Once transthyretin cardiac amyloidosis is confirmed, genetic sequencing of the TTR gene is recommended for every patient. This is the only way to distinguish the hereditary form from wild-type. The distinction has direct implications: it tells you whether your children and siblings might be at risk, and it can influence which treatment approach is most effective.
What This Means for Family Members
If genetic testing reveals a TTR mutation, the question of screening relatives becomes important. Current expert recommendations call for offering genetic testing to at-risk adult family members (age 18 and older) in the context of genetic counseling, where a specialist explains what the results could mean before any blood is drawn. The process typically involves a preliminary clinical exam, a pre-test information session, a waiting period for reflection, the genetic test itself, and a follow-up session to discuss results.
Siblings of a diagnosed patient are generally considered higher priority for testing than children, particularly if those siblings are approaching the age when the diagnosed family member first developed symptoms. The reasoning is straightforward: siblings are closer in age to when the disease might appear, so a positive result has more immediate clinical relevance. Expert guidelines suggest that carriers should begin regular monitoring no later than ten years before the predicted age of symptom onset based on their family’s pattern.
For children who are still decades away from when symptoms would typically appear, the decision to test is more personal. Some people want the certainty so they can plan ahead. Others prefer not to carry that knowledge for years before it becomes actionable. Genetic counseling helps families navigate these decisions without pressure in either direction.

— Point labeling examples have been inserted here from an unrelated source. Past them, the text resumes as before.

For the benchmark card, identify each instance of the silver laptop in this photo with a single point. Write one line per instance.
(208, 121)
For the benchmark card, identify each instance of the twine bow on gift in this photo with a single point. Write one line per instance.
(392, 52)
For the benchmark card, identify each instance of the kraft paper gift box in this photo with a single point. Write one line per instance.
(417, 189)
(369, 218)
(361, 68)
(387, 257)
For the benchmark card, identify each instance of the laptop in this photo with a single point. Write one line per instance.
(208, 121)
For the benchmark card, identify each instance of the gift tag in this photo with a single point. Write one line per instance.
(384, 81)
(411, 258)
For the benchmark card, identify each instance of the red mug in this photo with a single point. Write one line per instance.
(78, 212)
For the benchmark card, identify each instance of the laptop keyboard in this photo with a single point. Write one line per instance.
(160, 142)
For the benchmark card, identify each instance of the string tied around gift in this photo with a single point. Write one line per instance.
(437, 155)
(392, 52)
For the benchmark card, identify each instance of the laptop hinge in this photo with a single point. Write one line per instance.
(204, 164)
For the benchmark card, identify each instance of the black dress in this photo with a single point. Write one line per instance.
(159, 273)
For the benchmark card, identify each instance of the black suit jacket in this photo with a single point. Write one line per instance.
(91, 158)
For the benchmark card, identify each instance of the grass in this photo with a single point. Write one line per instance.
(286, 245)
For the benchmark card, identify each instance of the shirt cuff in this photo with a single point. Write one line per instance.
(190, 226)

Treatment Differences for Hereditary vs. Wild-Type
Two main treatment strategies exist for transthyretin cardiac amyloidosis. Stabilizers work by reinforcing the four-part TTR structure so it’s less likely to fall apart into amyloid-forming pieces. Silencers take a different approach, blocking the liver from producing TTR protein in the first place, reducing it by 80 to 90%.
Both strategies are used across hereditary and wild-type disease, but there’s a meaningful theoretical advantage for silencers in the hereditary form. Stabilizers hold the mutant protein together more effectively, but some mutant TTR still escapes and breaks down. Silencers, by drastically cutting total TTR production, eliminate most of the problematic protein at the source. Studies in patients with hereditary amyloidosis affecting the nerves have shown that silencers can produce subtle improvements in heart function, raising the possibility that they may be especially well-suited for people with mutations.
Three medications currently represent these two approaches: tafamidis and acoramidis are stabilizers, while vutrisiran is a silencer. Research is ongoing to determine whether one mechanism proves clearly superior to the other for cardiac disease specifically, and whether the answer differs between hereditary and wild-type patients.
When Cardiac Amyloidosis Isn’t Hereditary at All
It’s worth noting that AL amyloidosis, the other major cause of cardiac amyloidosis, is not inherited. It results from a bone marrow disorder where abnormal immune cells produce misfolded protein fragments that deposit in the heart and other organs. AL amyloidosis requires entirely different treatment targeting the abnormal bone marrow cells, which is why the diagnostic algorithm puts bone marrow screening first. If you’ve been told a family member has cardiac amyloidosis but you don’t know which type, the first step is clarifying whether it’s ATTR or AL, since only the ATTR form has a hereditary variant.